# Lamborghini LP560-4 - AutoBling



## orion613719 (May 12, 2009)

let us see a video first, maybe many people already seen at TopGear...






paint the new frame first, we spend lots of time for masking.









then paint the cover:

















the color is so difficult!

















During this time, many lambo got accidents...

















then, recover all parts.









Cleaning and polishing.

















finish:


----------



## WashMitt (May 27, 2010)

Background please,

Was this your car, was you driving?

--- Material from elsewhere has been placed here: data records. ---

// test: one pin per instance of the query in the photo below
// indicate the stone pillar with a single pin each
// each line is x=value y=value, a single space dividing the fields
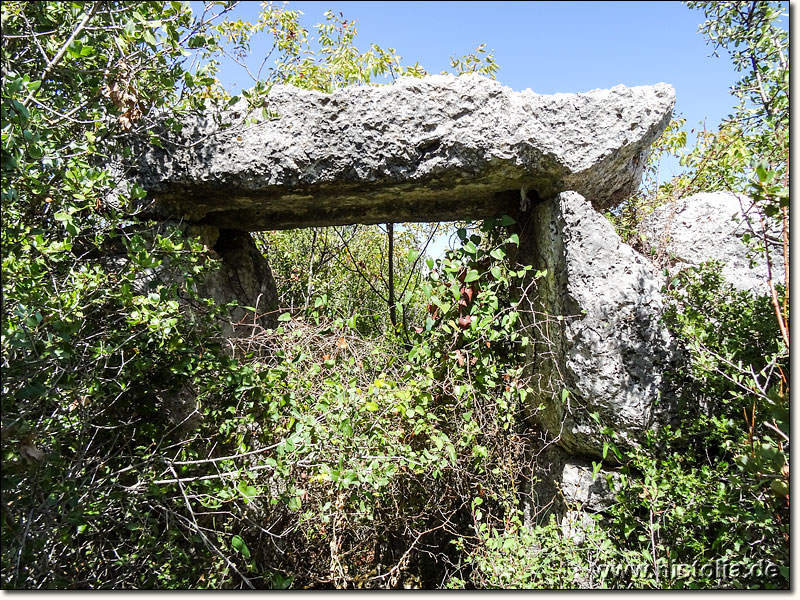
x=600 y=353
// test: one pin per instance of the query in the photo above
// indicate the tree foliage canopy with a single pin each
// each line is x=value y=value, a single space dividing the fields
x=140 y=452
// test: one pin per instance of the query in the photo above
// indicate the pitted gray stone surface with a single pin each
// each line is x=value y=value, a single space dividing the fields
x=437 y=148
x=597 y=328
x=710 y=226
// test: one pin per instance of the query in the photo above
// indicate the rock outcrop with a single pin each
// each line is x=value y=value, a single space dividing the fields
x=432 y=149
x=601 y=353
x=711 y=226
x=457 y=148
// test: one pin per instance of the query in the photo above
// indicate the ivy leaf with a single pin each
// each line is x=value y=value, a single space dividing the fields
x=238 y=544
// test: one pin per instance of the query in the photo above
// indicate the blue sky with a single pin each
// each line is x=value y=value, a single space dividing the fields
x=549 y=47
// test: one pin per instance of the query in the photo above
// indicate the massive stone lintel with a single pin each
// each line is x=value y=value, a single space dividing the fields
x=432 y=149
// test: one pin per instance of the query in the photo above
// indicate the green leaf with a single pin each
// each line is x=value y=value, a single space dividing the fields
x=248 y=491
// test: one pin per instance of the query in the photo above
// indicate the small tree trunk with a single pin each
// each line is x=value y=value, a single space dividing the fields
x=392 y=308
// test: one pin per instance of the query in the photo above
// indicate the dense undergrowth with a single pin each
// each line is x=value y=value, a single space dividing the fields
x=340 y=449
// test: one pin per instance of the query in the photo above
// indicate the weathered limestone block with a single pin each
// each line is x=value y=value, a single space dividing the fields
x=431 y=149
x=244 y=276
x=596 y=322
x=710 y=226
x=584 y=496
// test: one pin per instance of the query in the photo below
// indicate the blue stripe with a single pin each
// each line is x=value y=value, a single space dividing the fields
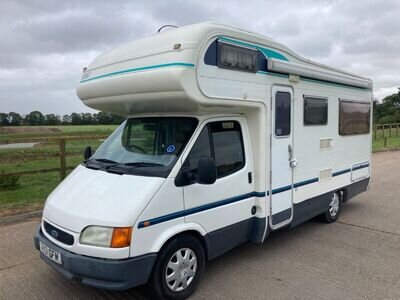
x=201 y=208
x=174 y=64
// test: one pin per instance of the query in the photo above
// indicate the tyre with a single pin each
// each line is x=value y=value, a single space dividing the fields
x=178 y=268
x=334 y=209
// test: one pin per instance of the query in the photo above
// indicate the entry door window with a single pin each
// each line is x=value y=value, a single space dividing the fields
x=282 y=113
x=222 y=141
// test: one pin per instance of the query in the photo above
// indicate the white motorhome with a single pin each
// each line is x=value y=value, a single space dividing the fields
x=228 y=135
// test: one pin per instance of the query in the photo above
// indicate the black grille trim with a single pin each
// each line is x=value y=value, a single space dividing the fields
x=61 y=236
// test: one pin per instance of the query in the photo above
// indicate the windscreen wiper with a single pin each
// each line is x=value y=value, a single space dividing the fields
x=143 y=164
x=105 y=160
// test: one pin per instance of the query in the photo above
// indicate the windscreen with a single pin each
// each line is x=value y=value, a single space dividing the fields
x=151 y=143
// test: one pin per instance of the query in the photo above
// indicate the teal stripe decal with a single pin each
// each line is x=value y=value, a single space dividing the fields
x=175 y=64
x=314 y=80
x=269 y=53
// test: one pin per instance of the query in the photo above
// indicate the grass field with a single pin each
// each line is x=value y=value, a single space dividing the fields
x=32 y=190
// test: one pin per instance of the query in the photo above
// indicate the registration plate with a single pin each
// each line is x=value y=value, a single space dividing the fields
x=50 y=253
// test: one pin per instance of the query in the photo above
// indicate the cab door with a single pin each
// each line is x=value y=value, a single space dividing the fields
x=282 y=160
x=225 y=208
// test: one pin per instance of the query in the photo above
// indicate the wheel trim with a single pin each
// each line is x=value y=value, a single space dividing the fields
x=334 y=205
x=181 y=269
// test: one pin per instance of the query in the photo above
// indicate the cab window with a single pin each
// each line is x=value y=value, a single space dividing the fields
x=222 y=141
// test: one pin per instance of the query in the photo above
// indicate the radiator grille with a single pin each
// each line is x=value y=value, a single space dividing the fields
x=58 y=234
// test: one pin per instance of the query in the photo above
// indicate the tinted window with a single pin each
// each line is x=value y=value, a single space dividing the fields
x=223 y=142
x=315 y=111
x=200 y=149
x=146 y=146
x=234 y=57
x=282 y=113
x=354 y=117
x=228 y=147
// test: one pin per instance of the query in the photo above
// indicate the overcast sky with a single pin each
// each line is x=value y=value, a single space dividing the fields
x=45 y=44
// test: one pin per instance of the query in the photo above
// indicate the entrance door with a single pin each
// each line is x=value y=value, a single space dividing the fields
x=282 y=161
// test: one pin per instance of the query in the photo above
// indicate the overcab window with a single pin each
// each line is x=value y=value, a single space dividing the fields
x=315 y=111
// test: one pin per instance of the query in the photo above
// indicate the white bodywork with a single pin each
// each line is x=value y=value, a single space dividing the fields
x=155 y=77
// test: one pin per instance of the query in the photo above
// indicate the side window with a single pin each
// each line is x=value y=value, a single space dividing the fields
x=221 y=140
x=354 y=117
x=228 y=147
x=315 y=111
x=282 y=113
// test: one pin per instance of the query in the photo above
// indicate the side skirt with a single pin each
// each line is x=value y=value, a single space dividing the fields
x=224 y=239
x=315 y=206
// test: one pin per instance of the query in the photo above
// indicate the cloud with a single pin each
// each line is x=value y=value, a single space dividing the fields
x=45 y=43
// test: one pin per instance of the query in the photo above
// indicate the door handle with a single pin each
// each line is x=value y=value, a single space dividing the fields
x=293 y=163
x=290 y=150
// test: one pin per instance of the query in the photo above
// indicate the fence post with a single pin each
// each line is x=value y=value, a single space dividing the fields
x=62 y=159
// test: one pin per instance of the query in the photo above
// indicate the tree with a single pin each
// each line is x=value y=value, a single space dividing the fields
x=66 y=119
x=76 y=119
x=87 y=118
x=52 y=119
x=14 y=119
x=388 y=111
x=35 y=118
x=4 y=119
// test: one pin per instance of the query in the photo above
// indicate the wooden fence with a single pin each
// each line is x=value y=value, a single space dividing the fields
x=379 y=131
x=61 y=154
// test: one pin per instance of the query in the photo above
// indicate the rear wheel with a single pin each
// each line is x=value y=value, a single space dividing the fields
x=178 y=268
x=334 y=209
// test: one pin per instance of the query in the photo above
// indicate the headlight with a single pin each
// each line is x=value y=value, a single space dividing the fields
x=106 y=236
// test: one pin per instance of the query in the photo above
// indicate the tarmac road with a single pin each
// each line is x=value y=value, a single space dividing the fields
x=356 y=257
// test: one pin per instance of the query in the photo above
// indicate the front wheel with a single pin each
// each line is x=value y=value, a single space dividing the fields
x=178 y=268
x=334 y=209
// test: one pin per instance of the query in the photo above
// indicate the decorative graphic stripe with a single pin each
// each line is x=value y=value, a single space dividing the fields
x=198 y=209
x=313 y=80
x=174 y=64
x=201 y=208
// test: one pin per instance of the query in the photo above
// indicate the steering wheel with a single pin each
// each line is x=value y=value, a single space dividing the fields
x=142 y=151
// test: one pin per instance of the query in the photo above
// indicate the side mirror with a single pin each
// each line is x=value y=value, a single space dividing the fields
x=87 y=153
x=207 y=171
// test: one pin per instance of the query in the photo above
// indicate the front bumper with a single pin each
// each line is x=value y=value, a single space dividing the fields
x=109 y=274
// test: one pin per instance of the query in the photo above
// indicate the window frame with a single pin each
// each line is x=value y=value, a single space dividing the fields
x=207 y=125
x=305 y=97
x=241 y=143
x=221 y=44
x=341 y=100
x=290 y=117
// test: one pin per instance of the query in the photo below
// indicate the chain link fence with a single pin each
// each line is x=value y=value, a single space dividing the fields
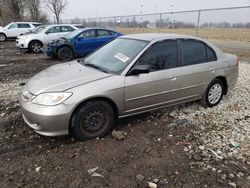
x=185 y=22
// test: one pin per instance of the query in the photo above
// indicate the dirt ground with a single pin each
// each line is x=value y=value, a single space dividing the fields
x=152 y=151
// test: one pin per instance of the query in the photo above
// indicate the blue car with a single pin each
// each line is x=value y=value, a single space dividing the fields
x=80 y=43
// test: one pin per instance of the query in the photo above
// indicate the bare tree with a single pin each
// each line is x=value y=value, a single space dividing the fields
x=57 y=7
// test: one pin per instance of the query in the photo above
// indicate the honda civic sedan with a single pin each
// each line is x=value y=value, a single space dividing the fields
x=130 y=75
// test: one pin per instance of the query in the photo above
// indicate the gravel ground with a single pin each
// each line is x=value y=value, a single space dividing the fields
x=182 y=146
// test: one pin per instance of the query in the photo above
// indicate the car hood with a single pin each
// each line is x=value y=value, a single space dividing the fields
x=62 y=77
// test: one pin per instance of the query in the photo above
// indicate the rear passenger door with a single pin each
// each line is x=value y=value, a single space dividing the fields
x=158 y=88
x=197 y=62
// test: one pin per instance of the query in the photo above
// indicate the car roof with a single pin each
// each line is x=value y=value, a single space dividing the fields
x=157 y=36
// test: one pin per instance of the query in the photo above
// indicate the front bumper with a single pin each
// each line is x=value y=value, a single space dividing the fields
x=47 y=120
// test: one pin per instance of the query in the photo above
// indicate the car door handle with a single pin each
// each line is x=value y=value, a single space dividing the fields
x=173 y=78
x=212 y=70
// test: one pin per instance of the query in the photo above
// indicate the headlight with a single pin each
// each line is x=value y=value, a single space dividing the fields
x=51 y=99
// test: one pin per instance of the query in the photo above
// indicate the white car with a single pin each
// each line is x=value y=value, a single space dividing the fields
x=42 y=36
x=14 y=29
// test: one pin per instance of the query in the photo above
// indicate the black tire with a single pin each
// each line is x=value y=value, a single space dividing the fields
x=35 y=46
x=213 y=94
x=65 y=54
x=93 y=119
x=2 y=37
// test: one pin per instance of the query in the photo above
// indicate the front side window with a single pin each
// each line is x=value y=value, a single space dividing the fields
x=67 y=29
x=115 y=56
x=87 y=34
x=54 y=30
x=193 y=52
x=23 y=25
x=103 y=33
x=161 y=55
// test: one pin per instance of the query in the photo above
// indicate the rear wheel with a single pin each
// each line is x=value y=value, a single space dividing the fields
x=93 y=119
x=213 y=94
x=35 y=46
x=2 y=37
x=65 y=54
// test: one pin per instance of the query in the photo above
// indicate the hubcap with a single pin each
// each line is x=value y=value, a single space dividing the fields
x=94 y=121
x=36 y=47
x=215 y=93
x=65 y=53
x=2 y=38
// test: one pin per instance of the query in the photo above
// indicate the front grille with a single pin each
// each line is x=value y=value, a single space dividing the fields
x=26 y=95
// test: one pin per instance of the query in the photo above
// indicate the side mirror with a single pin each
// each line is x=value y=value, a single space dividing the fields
x=139 y=69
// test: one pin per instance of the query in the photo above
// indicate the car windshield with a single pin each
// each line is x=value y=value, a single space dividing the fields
x=40 y=29
x=73 y=34
x=116 y=55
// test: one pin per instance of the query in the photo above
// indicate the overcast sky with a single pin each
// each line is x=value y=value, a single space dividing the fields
x=93 y=8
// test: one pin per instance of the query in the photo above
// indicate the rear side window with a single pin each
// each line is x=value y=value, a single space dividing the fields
x=193 y=52
x=211 y=56
x=161 y=55
x=23 y=25
x=103 y=33
x=67 y=29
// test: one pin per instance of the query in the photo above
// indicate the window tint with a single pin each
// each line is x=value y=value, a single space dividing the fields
x=54 y=30
x=103 y=33
x=23 y=25
x=211 y=56
x=193 y=52
x=67 y=29
x=36 y=25
x=87 y=34
x=162 y=55
x=12 y=26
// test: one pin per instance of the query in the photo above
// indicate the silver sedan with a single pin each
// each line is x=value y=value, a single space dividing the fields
x=130 y=75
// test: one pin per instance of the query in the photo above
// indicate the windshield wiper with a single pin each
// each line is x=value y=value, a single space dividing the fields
x=96 y=67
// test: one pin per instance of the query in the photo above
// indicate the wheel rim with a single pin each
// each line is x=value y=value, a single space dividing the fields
x=36 y=47
x=94 y=121
x=65 y=54
x=2 y=37
x=214 y=93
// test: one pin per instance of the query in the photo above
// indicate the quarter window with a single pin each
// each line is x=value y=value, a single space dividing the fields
x=103 y=33
x=193 y=52
x=87 y=34
x=161 y=55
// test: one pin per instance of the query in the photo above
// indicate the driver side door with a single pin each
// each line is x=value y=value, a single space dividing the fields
x=159 y=87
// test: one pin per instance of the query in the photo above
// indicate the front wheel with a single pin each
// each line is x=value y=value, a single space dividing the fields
x=35 y=46
x=2 y=37
x=65 y=54
x=93 y=119
x=213 y=94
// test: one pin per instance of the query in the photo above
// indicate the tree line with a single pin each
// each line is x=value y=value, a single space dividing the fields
x=31 y=10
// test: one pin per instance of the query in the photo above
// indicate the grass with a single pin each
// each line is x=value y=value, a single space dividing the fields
x=229 y=34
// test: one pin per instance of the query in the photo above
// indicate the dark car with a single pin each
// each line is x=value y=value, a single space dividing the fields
x=80 y=43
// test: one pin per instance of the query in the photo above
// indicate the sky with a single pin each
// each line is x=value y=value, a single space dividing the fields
x=100 y=8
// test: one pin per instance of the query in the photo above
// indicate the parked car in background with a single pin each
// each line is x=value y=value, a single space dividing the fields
x=80 y=43
x=130 y=75
x=45 y=34
x=14 y=29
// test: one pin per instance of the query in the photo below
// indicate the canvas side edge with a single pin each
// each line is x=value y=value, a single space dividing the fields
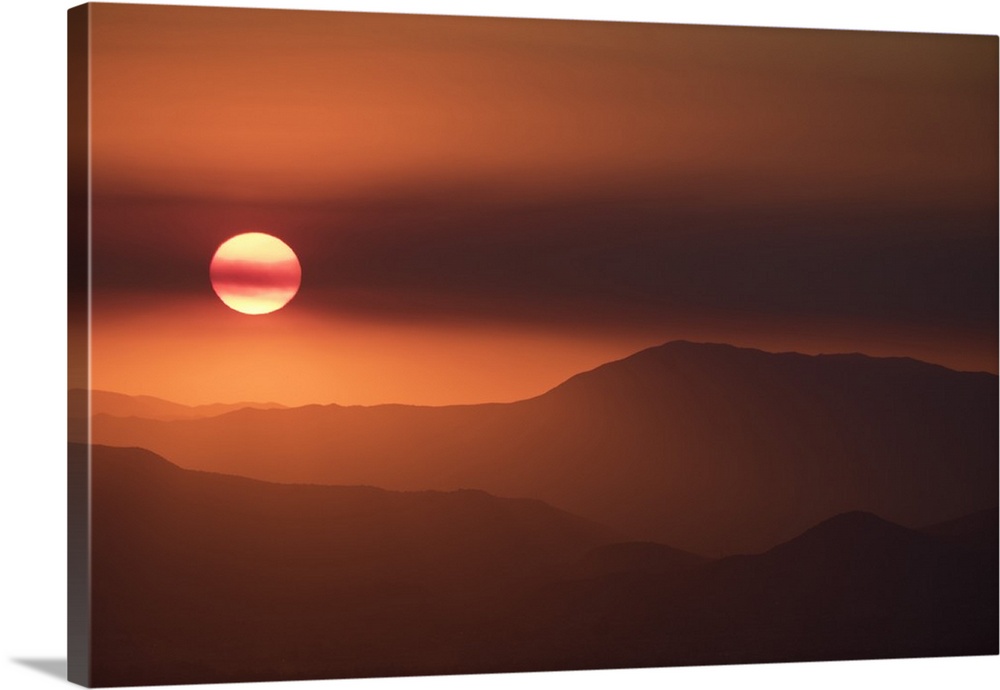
x=78 y=345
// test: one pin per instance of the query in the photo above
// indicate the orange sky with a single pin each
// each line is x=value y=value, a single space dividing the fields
x=483 y=207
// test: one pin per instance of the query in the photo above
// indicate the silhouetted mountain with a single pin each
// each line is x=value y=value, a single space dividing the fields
x=205 y=577
x=148 y=407
x=199 y=577
x=710 y=448
x=853 y=587
x=634 y=557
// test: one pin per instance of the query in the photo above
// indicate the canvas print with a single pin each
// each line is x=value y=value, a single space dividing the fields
x=422 y=345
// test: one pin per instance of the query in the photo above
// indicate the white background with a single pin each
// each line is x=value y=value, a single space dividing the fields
x=32 y=336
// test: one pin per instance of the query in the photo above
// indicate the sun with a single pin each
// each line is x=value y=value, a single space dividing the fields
x=255 y=273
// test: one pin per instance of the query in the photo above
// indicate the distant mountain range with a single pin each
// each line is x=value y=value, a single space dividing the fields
x=709 y=448
x=199 y=577
x=148 y=407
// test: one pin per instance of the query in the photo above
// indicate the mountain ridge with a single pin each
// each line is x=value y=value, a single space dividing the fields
x=712 y=448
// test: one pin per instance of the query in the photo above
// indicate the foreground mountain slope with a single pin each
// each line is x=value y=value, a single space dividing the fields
x=198 y=576
x=710 y=448
x=209 y=578
x=852 y=587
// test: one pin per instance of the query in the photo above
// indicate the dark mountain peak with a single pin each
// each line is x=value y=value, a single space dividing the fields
x=852 y=536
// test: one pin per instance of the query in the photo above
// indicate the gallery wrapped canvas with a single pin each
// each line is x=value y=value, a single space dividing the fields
x=422 y=345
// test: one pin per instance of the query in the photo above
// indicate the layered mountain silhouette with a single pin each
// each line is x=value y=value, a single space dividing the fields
x=711 y=449
x=200 y=577
x=148 y=407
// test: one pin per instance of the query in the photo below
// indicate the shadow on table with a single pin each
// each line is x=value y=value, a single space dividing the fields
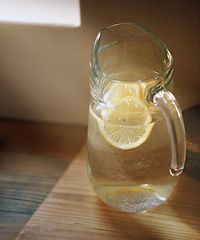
x=185 y=201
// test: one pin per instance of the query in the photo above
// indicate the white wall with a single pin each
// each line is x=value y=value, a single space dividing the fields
x=44 y=70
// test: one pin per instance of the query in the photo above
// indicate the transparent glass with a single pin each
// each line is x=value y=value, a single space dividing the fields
x=136 y=135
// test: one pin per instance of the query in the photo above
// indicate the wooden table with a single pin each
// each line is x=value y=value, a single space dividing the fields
x=72 y=211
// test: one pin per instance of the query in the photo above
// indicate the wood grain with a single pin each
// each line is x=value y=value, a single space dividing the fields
x=32 y=158
x=72 y=211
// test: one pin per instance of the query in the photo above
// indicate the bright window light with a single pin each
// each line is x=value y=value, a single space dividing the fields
x=43 y=12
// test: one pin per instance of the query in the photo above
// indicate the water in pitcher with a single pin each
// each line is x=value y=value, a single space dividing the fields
x=129 y=153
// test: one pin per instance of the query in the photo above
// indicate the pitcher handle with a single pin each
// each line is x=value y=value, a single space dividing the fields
x=169 y=107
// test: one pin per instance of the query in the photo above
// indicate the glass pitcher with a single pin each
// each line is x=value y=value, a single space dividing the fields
x=136 y=135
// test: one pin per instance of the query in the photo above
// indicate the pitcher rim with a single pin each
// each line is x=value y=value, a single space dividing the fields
x=157 y=76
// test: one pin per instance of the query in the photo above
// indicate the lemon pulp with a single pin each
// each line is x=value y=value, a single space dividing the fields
x=126 y=121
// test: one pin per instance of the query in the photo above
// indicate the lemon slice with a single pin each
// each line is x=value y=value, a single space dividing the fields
x=118 y=91
x=126 y=124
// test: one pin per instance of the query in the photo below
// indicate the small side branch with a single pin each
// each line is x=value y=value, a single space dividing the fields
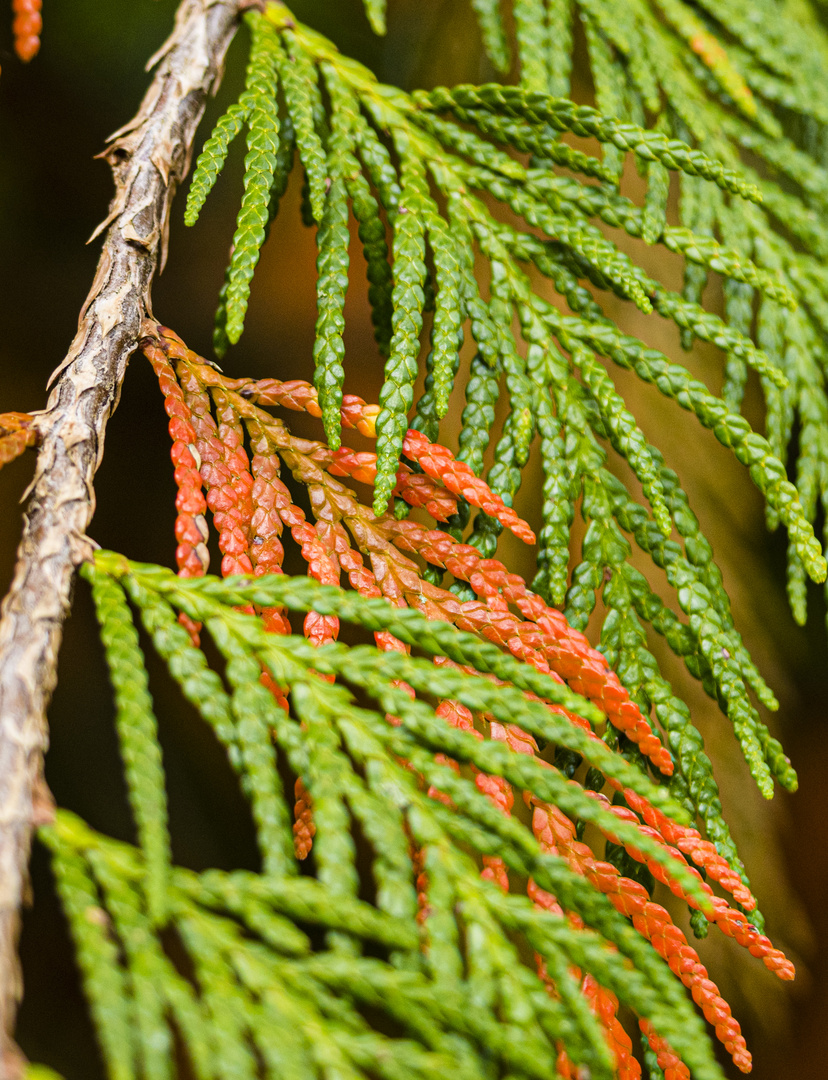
x=149 y=158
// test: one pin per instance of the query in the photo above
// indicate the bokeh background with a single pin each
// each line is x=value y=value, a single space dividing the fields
x=54 y=118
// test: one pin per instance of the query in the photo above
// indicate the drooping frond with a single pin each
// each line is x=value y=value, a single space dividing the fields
x=27 y=26
x=429 y=824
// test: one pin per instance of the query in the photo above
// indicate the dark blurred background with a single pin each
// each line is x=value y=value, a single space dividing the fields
x=54 y=118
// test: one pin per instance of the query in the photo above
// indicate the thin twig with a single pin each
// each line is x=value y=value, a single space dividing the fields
x=149 y=158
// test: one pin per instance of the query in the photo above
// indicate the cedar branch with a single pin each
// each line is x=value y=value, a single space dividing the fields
x=149 y=157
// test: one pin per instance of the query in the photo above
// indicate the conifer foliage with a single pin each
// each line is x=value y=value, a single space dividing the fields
x=426 y=903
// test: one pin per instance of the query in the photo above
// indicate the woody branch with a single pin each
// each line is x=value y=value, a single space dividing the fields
x=149 y=158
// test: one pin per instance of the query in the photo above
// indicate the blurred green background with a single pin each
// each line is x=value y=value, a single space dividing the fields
x=54 y=118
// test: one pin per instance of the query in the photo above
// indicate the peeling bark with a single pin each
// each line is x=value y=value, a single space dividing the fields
x=149 y=158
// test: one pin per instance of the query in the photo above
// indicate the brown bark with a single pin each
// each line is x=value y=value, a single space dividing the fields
x=149 y=158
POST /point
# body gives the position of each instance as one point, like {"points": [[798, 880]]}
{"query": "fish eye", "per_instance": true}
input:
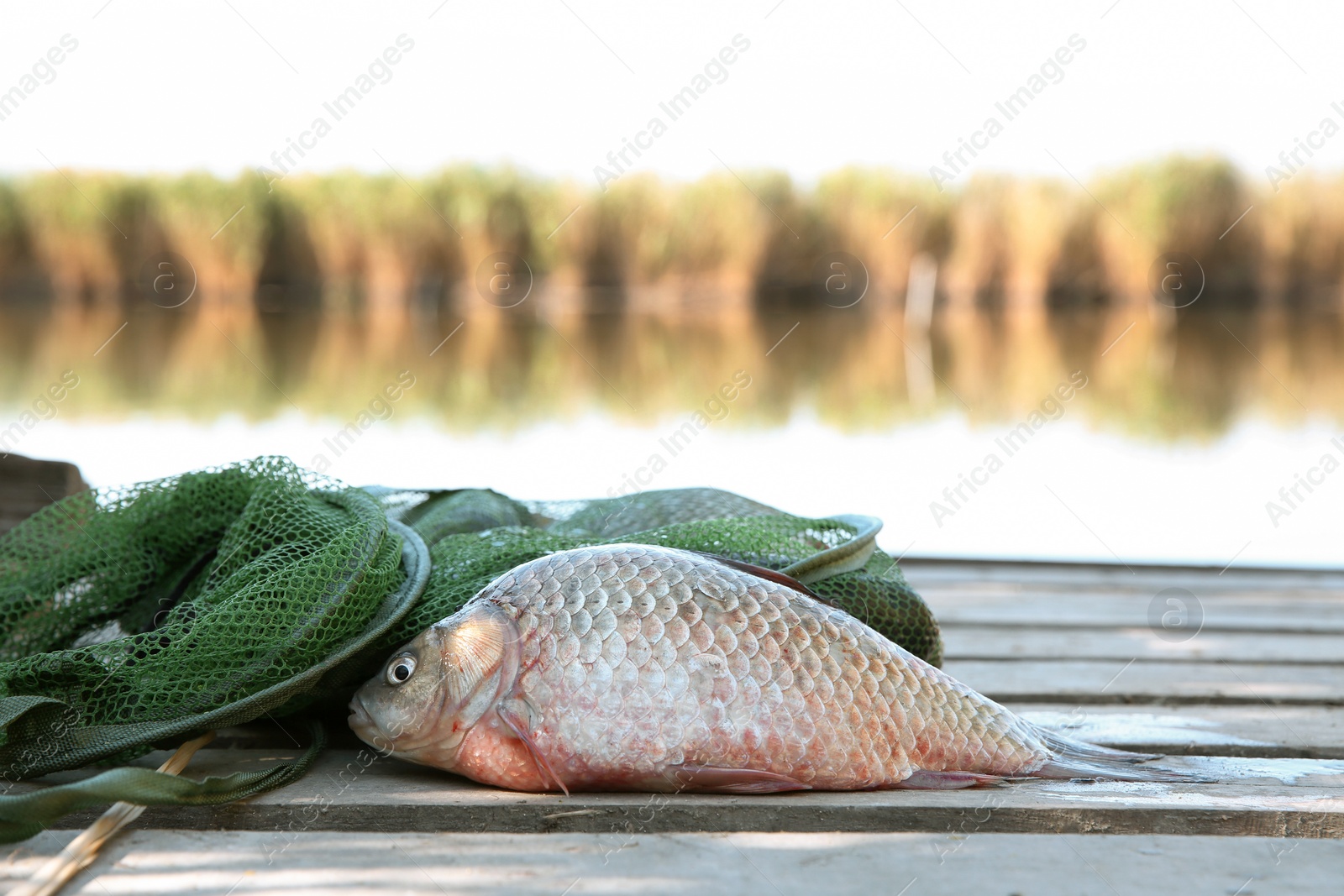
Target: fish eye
{"points": [[400, 669]]}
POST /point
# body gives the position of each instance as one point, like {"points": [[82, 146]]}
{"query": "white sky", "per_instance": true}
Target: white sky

Did you just do the reinstatement work?

Most importantly wtf!!!!


----------



## orion613719 (May 12, 2009)

WashMitt said:


> Was this your car


Maybe



WashMitt said:


> was you driving?


Maybe



WashMitt said:


> Did you just do the reinstatement work?


Maybe



WashMitt said:


> Most importantly wtf!!!!


Maybe is not important


----------



## streaky (Dec 2, 2006)

I think you had a boo boo!


----------



## orion613719 (May 12, 2009)

streaky said:


> I think you had a boo boo!


This is my boo boo:










*LP800-4*


----------



## Jack (May 14, 2007)

Video- lol thats what you get for driving like an idiot and risking other peoples lifes, thats what race tracks are for.

Car - Nice, like the colour


----------



## Samh92 (Aug 30, 2012)

Skills or luck getting out without causing harm...... You decide


----------



## orion613719 (May 12, 2009)

Lambo is wild beast, tame it carefully...


----------



## durmz (Nov 2, 2010)

Samh92 said:


> Skills or luck getting out without causing harm...... You decide


Skill? Did you see a different video to me? I saw a muppet lose control on a public road

Paint job however looks top draw


----------



## WashMitt (May 27, 2010)

I like the sound effects, it sounds like a Kung fu movie


----------



## orion613719 (May 12, 2009)

durmz said:


> Skill? Did you see a different video to me? I saw a muppet lose control on a public road
> 
> Paint job however looks top draw


That guy got heavy penalty by our government...


----------



## orion613719 (May 12, 2009)

WashMitt said:


> I like the sound effects, it sounds like a Kung fu movie


yes, it is Kung fu


----------



## Nanolex (Jun 8, 2008)

Looks spot on!


----------